The Cubalex director added that, in her country, books are allowed in the prisons, and relatives can bring white paper, pencils and pens. The guards keep these items in a bag, allowing their use when requested. She noted, though, that everything changes if the prisoner is in solitary.
In other words, a selective policy is employed for those detained for political reasons. According to the organization “Prisoners’ Defenders”, there are 1,057 political prisoners in Cuba, as of December 2022. Should the authorities then decide that a certain book should not be read, it’s taken away from the prisoners – for example, the book 1984 by George Orwell, explained the human rights advocate.
While imprisoned under Somoza, Daniel Ortega had the right to read
Daniel Ortega, the ferocious repressor of today’s political prisoners, revealed in December 2022 that he was allowed to read while imprisoned by Nicaragua’s former dictator Anastasio Somoza from 1967 to 1974.

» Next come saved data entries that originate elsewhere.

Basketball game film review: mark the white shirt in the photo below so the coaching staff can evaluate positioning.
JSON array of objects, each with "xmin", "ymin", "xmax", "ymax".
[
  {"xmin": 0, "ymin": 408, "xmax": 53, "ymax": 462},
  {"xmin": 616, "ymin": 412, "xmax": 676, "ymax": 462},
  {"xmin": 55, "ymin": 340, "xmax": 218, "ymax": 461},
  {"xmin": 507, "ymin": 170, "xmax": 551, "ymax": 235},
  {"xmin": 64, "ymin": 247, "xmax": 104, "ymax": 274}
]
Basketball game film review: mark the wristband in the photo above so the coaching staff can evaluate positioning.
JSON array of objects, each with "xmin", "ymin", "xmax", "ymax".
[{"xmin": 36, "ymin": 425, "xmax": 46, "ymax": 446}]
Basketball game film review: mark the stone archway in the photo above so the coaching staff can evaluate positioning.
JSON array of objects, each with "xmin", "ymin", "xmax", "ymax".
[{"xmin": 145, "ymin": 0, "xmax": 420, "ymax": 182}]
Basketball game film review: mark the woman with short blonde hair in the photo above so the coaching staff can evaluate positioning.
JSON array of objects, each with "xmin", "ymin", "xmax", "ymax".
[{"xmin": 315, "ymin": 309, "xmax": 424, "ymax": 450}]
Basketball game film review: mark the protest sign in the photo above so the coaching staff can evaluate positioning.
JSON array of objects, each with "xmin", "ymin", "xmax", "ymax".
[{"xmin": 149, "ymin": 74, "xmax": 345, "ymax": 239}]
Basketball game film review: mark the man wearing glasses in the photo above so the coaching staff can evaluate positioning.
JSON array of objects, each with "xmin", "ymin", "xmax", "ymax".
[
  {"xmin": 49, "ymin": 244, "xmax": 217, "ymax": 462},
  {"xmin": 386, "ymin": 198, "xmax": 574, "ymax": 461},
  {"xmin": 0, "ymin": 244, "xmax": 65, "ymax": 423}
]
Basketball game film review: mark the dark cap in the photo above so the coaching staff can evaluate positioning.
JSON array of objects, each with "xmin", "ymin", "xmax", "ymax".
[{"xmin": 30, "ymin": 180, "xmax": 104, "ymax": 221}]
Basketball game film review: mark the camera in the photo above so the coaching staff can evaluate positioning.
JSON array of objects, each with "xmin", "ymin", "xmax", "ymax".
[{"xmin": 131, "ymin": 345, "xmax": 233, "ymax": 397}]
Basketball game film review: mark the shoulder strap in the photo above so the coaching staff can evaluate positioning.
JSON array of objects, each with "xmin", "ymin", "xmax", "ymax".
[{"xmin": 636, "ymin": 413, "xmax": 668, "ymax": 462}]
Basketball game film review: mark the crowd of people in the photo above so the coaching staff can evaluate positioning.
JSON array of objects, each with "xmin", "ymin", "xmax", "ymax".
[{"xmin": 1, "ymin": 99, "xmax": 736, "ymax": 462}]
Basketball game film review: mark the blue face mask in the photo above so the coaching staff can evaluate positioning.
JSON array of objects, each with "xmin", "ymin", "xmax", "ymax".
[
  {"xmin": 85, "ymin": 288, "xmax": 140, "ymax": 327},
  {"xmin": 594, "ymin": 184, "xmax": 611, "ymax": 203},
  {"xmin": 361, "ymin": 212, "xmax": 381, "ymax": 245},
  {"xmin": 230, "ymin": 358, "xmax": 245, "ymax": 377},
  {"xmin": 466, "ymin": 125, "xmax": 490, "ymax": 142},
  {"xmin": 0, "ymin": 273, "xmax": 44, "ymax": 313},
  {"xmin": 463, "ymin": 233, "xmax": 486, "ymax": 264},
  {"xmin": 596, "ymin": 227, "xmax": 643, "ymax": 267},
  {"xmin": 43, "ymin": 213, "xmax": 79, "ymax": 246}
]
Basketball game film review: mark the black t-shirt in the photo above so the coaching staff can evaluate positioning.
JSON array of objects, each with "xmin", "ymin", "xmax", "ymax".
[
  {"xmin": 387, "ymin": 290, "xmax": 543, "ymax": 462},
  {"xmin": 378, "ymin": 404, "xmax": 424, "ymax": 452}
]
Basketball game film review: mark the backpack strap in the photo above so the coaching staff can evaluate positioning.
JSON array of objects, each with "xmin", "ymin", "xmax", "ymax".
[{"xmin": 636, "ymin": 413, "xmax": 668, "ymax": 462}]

On December 23, 2022, during a commemoration remembering the 1972 Managua earthquake, Ortega accused today’s political prisoners of terrorism and an attempted coup d’etat.
That’s how Ortega habitually refers to the peaceful protesters of 2018, when thousands of citizens went out on the streets of Nicaragua to demand that Ortega resign. The government response was a brutal crackdown that left hundreds dead, through joint actions carried out by the special police forces and paramilitary groups loyal to the government.
In his speech, Ortega spoke of the cruelty he was the victim of when he was imprisoned under Somoza. However, he was silent about the poor prison conditions that prevail today. Despite his silence and the large lagoons in his stories of those years under Somoza, he accepted that they were able to bring in books with the aid of some officials, who also tipped them off when there were going to be surprise cell inspections, so they wouldn’t be caught unaware.
In an interview Ortega gave Playboy Magazine in 1987, he admitted that he could also write in prison. He began reading the poetry of Rosario Murillo while behind prison bars. Murillo would later become his wife and decades later comprise the other half of his dictatorial reign.
“I felt very attracted by them (Murillo’s poems). In general, feminine poetry attracted me – it was a poetry of high quality, and I began to write to her. And so, we got used to exchanging poems,” Ortega stated during that conversation.
Amnesty International: an attempt to enforce silence
Erica Guevara Rosas, Americas director at Amnesty International, said the measures of the Nicaraguan regime are aimed at silencing the political prisoners. That tactic is yet another illegality, in accordance with all the other violations observed during Maradiaga’s arbitrary detention, five months before the 2021 presidential elections.
“We’ve been denouncing the conditions under which these persons have been detained. At different moments, they’ve been subjected to the international crime of forced disappearance: in the beginning, many of those detained within the pre-electoral context were considered ‘disappeared,’ because for a span of time their whereabouts was unknown, and [the authorities] refused to give their relatives any information,” Guevara Rosas recalled.
Bertha Valle and Felix Maradiaga have now been apart for over 500 days, after 17 years of marriage, due to the adverse situation in Nicaragua. Bertha treasures the family photos, where they’re both enjoying the company of their daughter.
Every morning, at 6:30 am, Bertha Valle arises in her Florida apartment and goes to her desk to perform her morning prayers. She reads the Book of Jeremiah: “’For I know the plans I have for you,’ declares the Lord.” Written in the margins, in beautiful handwriting, she reads a note interpreting the passage, which seems to be written for this family: “God’s promises for our lives!"